The behavior of proto-governments like street gangs provides further evidence of the relationship between productivity, conflict and governance, although admittedly on smaller scales. Bueno de Mesquita (2018, p. 1) refers to the conflicts between Chicago street gangs in 2012 as the result of their attempts to “access territorial rents”. American motorcycle gangs went through similar experiences during the 1970s and 1980s, the era of the so-called ‘biker-wars’. The rapid increase in the profitability of distributing illicit drugs after the 1960s led local motorcycle gangs such as the Hells Angels and the Outlaws to enter the industry. Soon, in their attempt to monopolize larger and larger regional markets, the groups began fighting for territorial control. In response to the rise in violent conflict, the gangs adopted more hierarchical organizational structures, invested in the ability to tax members and to mobilize resources towards the defense of their respective territories (Piano 2017).

5 Conclusion

This paper provides a look at the literature on state capacity from a public choice perspective. Its motivation lies in the belief that public choice theory can offer important insights into our understanding of the development of modern, creative, functional economies. Public choice theory focuses on the incentives faced by political actors, how political institutions frame those incentives, and how rational agents respond to them over time.
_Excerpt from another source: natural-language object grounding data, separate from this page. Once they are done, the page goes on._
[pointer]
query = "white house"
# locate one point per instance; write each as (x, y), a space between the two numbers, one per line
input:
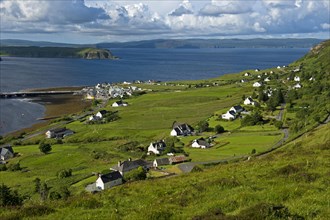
(249, 101)
(230, 115)
(257, 84)
(181, 130)
(237, 109)
(200, 143)
(119, 103)
(6, 152)
(160, 162)
(297, 79)
(157, 147)
(58, 133)
(106, 181)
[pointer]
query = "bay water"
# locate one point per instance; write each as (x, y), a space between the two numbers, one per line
(17, 73)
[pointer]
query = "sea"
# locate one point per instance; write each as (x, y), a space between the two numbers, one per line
(17, 73)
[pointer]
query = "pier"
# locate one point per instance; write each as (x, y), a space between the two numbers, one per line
(8, 95)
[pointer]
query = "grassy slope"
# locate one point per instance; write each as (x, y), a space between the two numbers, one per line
(296, 176)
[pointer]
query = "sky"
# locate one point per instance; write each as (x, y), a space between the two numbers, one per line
(93, 21)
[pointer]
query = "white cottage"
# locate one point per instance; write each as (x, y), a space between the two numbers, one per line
(200, 143)
(230, 115)
(157, 147)
(119, 103)
(106, 181)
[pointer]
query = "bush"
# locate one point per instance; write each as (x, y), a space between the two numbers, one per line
(14, 167)
(64, 173)
(45, 148)
(219, 129)
(8, 197)
(136, 174)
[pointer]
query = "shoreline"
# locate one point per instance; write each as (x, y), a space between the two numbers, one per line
(56, 106)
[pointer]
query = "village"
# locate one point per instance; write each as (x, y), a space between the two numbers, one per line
(162, 154)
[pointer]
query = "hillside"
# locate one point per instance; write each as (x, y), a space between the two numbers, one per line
(271, 163)
(56, 52)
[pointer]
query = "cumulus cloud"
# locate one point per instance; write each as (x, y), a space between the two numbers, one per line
(184, 8)
(115, 19)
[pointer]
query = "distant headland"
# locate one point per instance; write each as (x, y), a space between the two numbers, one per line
(56, 52)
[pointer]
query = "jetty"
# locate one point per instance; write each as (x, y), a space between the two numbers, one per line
(7, 95)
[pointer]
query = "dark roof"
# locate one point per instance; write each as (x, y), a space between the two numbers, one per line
(129, 165)
(178, 159)
(110, 177)
(237, 107)
(121, 102)
(58, 130)
(202, 141)
(103, 112)
(162, 161)
(159, 144)
(7, 147)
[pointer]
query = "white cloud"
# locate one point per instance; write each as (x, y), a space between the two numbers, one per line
(115, 19)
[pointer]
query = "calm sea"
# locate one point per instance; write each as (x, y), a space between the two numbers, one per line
(135, 64)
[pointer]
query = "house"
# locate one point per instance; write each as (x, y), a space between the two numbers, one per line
(181, 130)
(101, 113)
(200, 143)
(106, 181)
(178, 159)
(230, 115)
(297, 86)
(119, 103)
(58, 133)
(160, 162)
(257, 84)
(128, 165)
(237, 109)
(157, 147)
(6, 152)
(248, 101)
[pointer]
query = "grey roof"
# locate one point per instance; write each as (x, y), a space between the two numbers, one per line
(238, 107)
(203, 142)
(110, 177)
(162, 161)
(129, 165)
(159, 144)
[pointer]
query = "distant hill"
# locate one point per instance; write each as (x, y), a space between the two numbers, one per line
(179, 43)
(56, 52)
(216, 43)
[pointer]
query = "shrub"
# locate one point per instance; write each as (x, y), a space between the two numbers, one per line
(9, 197)
(45, 148)
(64, 173)
(219, 129)
(136, 174)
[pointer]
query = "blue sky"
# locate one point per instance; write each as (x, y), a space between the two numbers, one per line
(92, 21)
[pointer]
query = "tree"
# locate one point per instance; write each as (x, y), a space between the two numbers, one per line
(202, 126)
(45, 148)
(136, 174)
(37, 185)
(219, 129)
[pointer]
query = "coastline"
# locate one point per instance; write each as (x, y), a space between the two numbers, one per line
(55, 106)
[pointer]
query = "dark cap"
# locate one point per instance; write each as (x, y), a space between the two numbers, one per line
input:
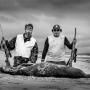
(28, 25)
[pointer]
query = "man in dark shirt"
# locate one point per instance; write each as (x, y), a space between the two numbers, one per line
(26, 48)
(55, 46)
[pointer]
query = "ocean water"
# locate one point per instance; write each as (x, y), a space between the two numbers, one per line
(83, 61)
I identify some potential avenues for the further integration of public choice theory in the literature on the development of state capacity. First, is development of a general framework for the study of ruler’s optimal decision-making. A more sophisticated (though still ‘economical’) approach would try to identify the interaction of such variables as political property rights, bureaucratic and administrative capacity, and interjurisdictional competition. Once this interaction is taken into consideration, the relationship between state capacity and a ruler’s ‘supply of governance’ appears less straightforward then usually thought of. This framework also accounts for historical cases that seem to defy the logic of standard theories of state capacity, such as when an increase in the latter lead to worse ‘terms of trade’ in the market for governance.

Second, I argue that a more thorough consideration of rulers’ motivations and incentives would lead one to question the standard interpretation of the relationship between conflict between sovereigns, investment in state capacity, and economic performance. Basic economics suggests that an increase in the productivity of the economy will lead, at low level of state capacity, to more intense conflict between sovereigns for the control of this more valuable tax-base. Hence, hypotheses that rely on conflict between rulers as a exogenous shock on the equilibrium investment on state capacity are likely to misidentify the latter’s causal effect on long-run productivity in the region.

Given the historical experience of the rise of high-productivity economies in the western world over the past 300 years, it is of foremost importance to incorporate the principles of public choice in studies of the evolution of the institutions that steered political actors toward introducing policies that, if not favoring it, did not discourage the productive engine of the market.